There's a moment of silence, and then all three of us are cackling like three catty Circe-trained witches.
The rest of the morning flies by pretty quickly, with Keia - also at the professor's insistence - requiring me to undergo several blood tests and scans. I also take the time to phone my parents and somehow manage to make up an excuse for not being able to come home like I promised.
While waiting for my test results to come in, I ask Keia about how I can report last night's incident to the police, and she tells me that the professor's already been taken care of it.
"The professor also requested that you be given sufficient time to recover," Keia explains, "and that's why you'll only be speaking to the detectives tomorrow instead of today."
Nia's back in the infirmary a few minutes before noon, and lunch turns out to be another gastronomically extravagant affair, courtesy of the professor. The same also went for dinner, which so far proved to be the fanciest since the meal also come with a fresh bouquet of roses and a handwritten card.
Don't get stabbed again or I'll kill you myself.
Professor Lucious
The message has Nia and Keia snickering again, and I feel a grudging smile forming over my own lips. Now this is definitely the professor I know and like hate.
While the hours between the professor's expensive meal deliveries are spent with Nia and me reviewing for next week's tests, time eventually slows down to a snail's pace when the lights go out, and the moon reclaims its place in the skies.
I've just been given another painkiller, but this time I don't even feel the slightest bit drowsy, and I end up stirring restlessly in bed.
"Can't sleep?"
I turn to my side and see Nia also lying similarly on the other bed, with one hand tucked under her pillow while facing me. "I want to ask you something," I hear myself say, "but it's going to be completely embarrassing, so can you promise me that you'll at least give me a week before you start teasing me about it?"
Nia's brows shoot up. "It's that bad?"
"Kinda."
"Pinky swear then," she says. "So what is it?"

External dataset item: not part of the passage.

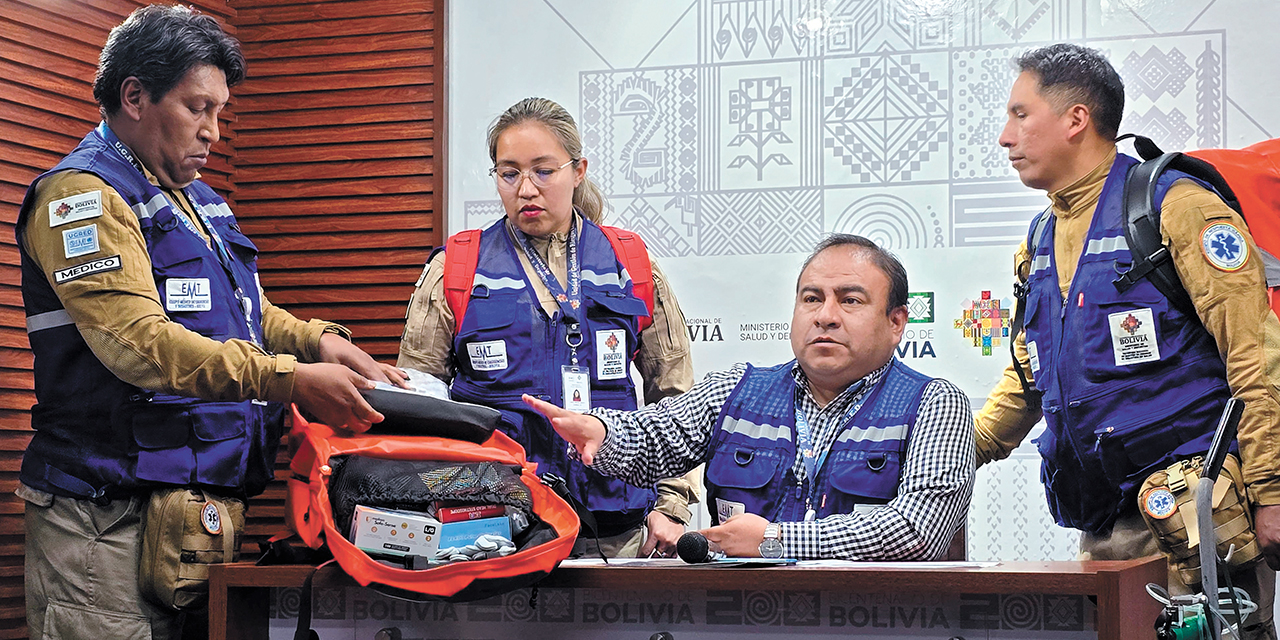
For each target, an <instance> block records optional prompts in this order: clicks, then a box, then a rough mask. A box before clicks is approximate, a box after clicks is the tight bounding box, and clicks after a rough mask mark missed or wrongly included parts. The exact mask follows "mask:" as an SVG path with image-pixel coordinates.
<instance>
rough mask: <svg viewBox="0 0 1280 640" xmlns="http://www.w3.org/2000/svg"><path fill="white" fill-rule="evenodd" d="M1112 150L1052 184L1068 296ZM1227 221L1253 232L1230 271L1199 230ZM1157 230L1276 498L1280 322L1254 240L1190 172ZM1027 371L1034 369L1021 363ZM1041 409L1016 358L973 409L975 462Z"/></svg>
mask: <svg viewBox="0 0 1280 640" xmlns="http://www.w3.org/2000/svg"><path fill="white" fill-rule="evenodd" d="M1114 161H1115V154H1112V155H1111V156H1108V157H1107V159H1106V160H1105V161H1103V163H1102V164H1100V165H1098V166H1097V168H1094V169H1093V170H1092V172H1091V173H1089V174H1088V175H1085V177H1083V178H1080V179H1079V180H1076V182H1075V183H1074V184H1070V186H1068V187H1064V188H1062V189H1060V191H1056V192H1053V193H1050V200H1051V201H1052V205H1051V210H1052V212H1053V216H1055V218H1056V223H1055V233H1053V253H1055V257H1056V262H1057V278H1059V285H1060V288H1061V293H1062V296H1064V297H1065V296H1066V294H1068V291H1069V289H1070V287H1071V278H1073V276H1074V275H1075V268H1076V265H1078V262H1079V260H1080V253H1082V251H1083V248H1084V239H1085V236H1087V234H1088V230H1089V224H1091V223H1092V221H1093V211H1094V210H1096V209H1097V205H1098V197H1101V195H1102V186H1103V182H1105V180H1106V177H1107V173H1108V172H1110V169H1111V164H1112V163H1114ZM1219 221H1226V223H1230V224H1233V225H1234V227H1235V228H1236V229H1239V230H1240V233H1242V234H1244V237H1245V238H1247V239H1248V242H1249V251H1251V255H1249V260H1248V262H1247V264H1245V265H1244V268H1242V269H1239V270H1238V271H1234V273H1228V271H1222V270H1220V269H1217V268H1215V266H1213V265H1212V264H1210V261H1208V259H1207V257H1206V256H1204V253H1203V250H1202V248H1201V242H1199V234H1201V232H1202V230H1203V229H1204V228H1206V227H1207V225H1208V224H1211V223H1219ZM1160 232H1161V236H1162V239H1164V242H1165V246H1166V247H1169V250H1170V253H1171V255H1172V260H1174V266H1175V268H1176V270H1178V275H1179V276H1180V278H1181V280H1183V285H1184V287H1185V288H1187V293H1188V294H1189V296H1190V298H1192V303H1193V305H1194V306H1196V311H1197V314H1198V315H1199V319H1201V323H1202V324H1203V325H1204V329H1206V330H1208V333H1210V335H1212V337H1213V340H1215V342H1216V343H1217V347H1219V352H1220V353H1221V356H1222V361H1224V362H1226V381H1228V384H1229V385H1230V388H1231V393H1233V394H1234V396H1236V397H1239V398H1240V399H1243V401H1244V403H1245V404H1244V415H1243V417H1242V419H1240V428H1239V442H1240V454H1242V461H1243V463H1244V481H1245V483H1248V485H1249V495H1251V498H1252V499H1253V500H1254V503H1256V504H1280V470H1277V457H1276V456H1277V452H1280V425H1277V424H1276V420H1277V419H1280V323H1277V321H1276V316H1275V314H1274V312H1272V311H1271V308H1270V306H1268V303H1267V294H1266V276H1265V274H1263V268H1262V260H1261V259H1260V257H1258V250H1257V246H1256V244H1254V243H1253V237H1252V236H1251V234H1249V232H1248V228H1247V227H1245V224H1244V220H1243V219H1242V218H1240V215H1239V214H1236V212H1235V211H1233V210H1231V209H1229V207H1228V206H1226V205H1225V204H1224V202H1222V201H1221V200H1220V198H1219V197H1217V196H1216V195H1213V193H1211V192H1208V191H1206V189H1204V188H1202V187H1199V186H1198V184H1196V183H1192V182H1189V180H1180V182H1176V183H1174V186H1172V187H1171V188H1170V189H1169V193H1167V195H1166V196H1165V201H1164V204H1162V205H1161V207H1160ZM1029 262H1030V256H1029V253H1028V248H1027V243H1025V242H1023V244H1021V246H1020V247H1019V248H1018V253H1016V257H1015V260H1014V264H1015V265H1016V266H1018V269H1016V271H1018V276H1019V278H1020V279H1021V280H1023V282H1025V278H1027V270H1025V268H1023V266H1021V265H1029ZM1014 347H1015V349H1016V352H1018V358H1019V360H1020V361H1021V362H1024V364H1025V362H1028V356H1027V343H1025V335H1021V334H1020V335H1018V337H1016V340H1015V343H1014ZM1024 372H1025V374H1027V376H1028V379H1030V371H1029V370H1027V367H1024ZM1039 419H1041V407H1039V399H1038V397H1036V398H1028V397H1027V396H1025V394H1024V393H1023V388H1021V384H1020V383H1019V380H1018V374H1016V372H1015V371H1014V365H1012V364H1010V366H1009V367H1006V369H1005V372H1004V376H1002V378H1001V380H1000V383H998V384H997V385H996V388H995V389H993V390H992V392H991V396H989V397H988V398H987V403H986V406H983V407H982V411H979V412H978V417H977V447H978V465H983V463H986V462H989V461H992V460H1001V458H1006V457H1009V453H1010V452H1012V449H1014V448H1016V447H1018V444H1019V443H1021V440H1023V438H1025V436H1027V433H1028V431H1030V429H1032V428H1033V426H1036V422H1038V421H1039Z"/></svg>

"How do I summon a god...if I don't know what his name is?"
Chapter Fourteen
The world is bouncing.
From the shadowy ceilings to the entire length of moonlit hallways, everything's bobbing up and down gently, like a boat cradled by rolling foamy waves—-
Up. Down. Up. Down. Up. Down.
And so it goes until the haze in my mind lessens just enough, and I gradually realize it's not the world that's moving...but me.
A man is carrying me in his arms, and the bouncing motion comes from the stairsteps he's treading silently under the cover of darkness.
Up. Down. Up. Down. Up. Down.
His arms are wiry but strong, and the chest I'm leaning against mirrors its traits. If I want to see his face, I'll have to move...but there's this faint whisper inside of my head that warns me against it. I mustn’t let this man know I'm awake. The reason escapes me. I just know it's true.
Up. Down. Up. Down. Up. Down.
It's a struggle just to keep my breathing even, and an even bigger struggle to keep my heart from racing. Tendrils of memories tease my consciousness, but every time I strain myself to get a hold of them, they float away, always just an inch further than what I can reach.